We must also not forget that as we speak institutions that play a key role in ultimately recovering stolen assets are under pressure in many countries. We must show them unwavering support to accomplish their mission. We know that successful anti-corruption efforts must feature a broad coalition of leaders across borders, as well as partners both inside and outside of government in different countries working together.
That is why the participants of the 2016 Anti-Corruption Summit in London agreed to convene this Forum. We are happy to welcome not only the focus countries— Nigeria, Sri Lanka, Tunisia and Ukraine—and the US and the UK, the co-hosts of this Global Forum, but also representatives from financial centers and jurisdictions, as well as civil society organizations represented today.
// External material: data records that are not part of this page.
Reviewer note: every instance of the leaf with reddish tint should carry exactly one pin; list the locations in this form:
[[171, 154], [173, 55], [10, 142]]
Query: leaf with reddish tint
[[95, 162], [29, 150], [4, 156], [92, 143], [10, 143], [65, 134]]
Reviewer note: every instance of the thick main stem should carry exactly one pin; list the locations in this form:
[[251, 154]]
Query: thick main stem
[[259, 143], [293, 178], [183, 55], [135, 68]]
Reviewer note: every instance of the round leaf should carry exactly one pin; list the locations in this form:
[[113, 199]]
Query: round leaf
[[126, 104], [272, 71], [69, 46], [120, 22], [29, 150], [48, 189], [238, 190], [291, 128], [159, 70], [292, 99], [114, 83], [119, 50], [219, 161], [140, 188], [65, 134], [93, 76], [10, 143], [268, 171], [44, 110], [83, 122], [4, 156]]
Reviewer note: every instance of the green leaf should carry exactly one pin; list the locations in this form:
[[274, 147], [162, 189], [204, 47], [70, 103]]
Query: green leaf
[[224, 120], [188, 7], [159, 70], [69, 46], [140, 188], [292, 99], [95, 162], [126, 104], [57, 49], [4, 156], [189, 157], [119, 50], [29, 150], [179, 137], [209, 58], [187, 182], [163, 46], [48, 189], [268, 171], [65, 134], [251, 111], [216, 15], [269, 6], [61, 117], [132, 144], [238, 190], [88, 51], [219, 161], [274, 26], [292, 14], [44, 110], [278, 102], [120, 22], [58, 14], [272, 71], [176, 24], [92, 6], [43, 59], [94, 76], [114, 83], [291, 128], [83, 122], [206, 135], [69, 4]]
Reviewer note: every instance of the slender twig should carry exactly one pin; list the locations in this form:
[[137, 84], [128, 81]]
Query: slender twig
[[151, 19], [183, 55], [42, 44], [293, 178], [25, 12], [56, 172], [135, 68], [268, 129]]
This Global Forum on Asset Recovery is a milestone in a journey that started some years ago. It draws on lessons learned from previous asset recovery forums focusing on the Middle East and on Ukraine, and brings together the political and the technical; coming from government and civil society; from countries which have lost their assets and from financial centers. This is not a conference for talking but a forum for doing—to further efforts to recoup stolen assets and deliver results for citizens.
We sincerely believe that the Forum will catalyze concrete steps to further asset recovery efforts: by making immediate progress in individual cases, by improving technical capacity with a longer-term view, and by laying the foundations for new relations between practitioners in countries to facilitate future asset recovery efforts. Asset recovery is a long-term effort that requires tenacity and creativity to be successful.
The Memorandum of Understanding that is about to be signed today between Switzerland, Nigeria and the World Bank is a case in point. We are convinced that collectively we have the expertise and persistence to bring to justice those who did wrong and to ensure the repatriation of stolen assets, while fully respecting due process and the rule of law.
Where there is a will, there is a way. For our part, we are committed to contributing to this process through the World Bank/UNODC StAR Initiative.
Let me finish by thanking again the co-hosts, the Governments of the United States and the United Kingdom for convening this Forum, and the four focus countries, Nigeria, Sri Lanka, Tunisia and Ukraine, for their dedication and hard work in the run-up to this Forum. To all participants, from governments, partner organizations and civil society organizations, we wish you all success in the days and years ahead and commend you for your efforts.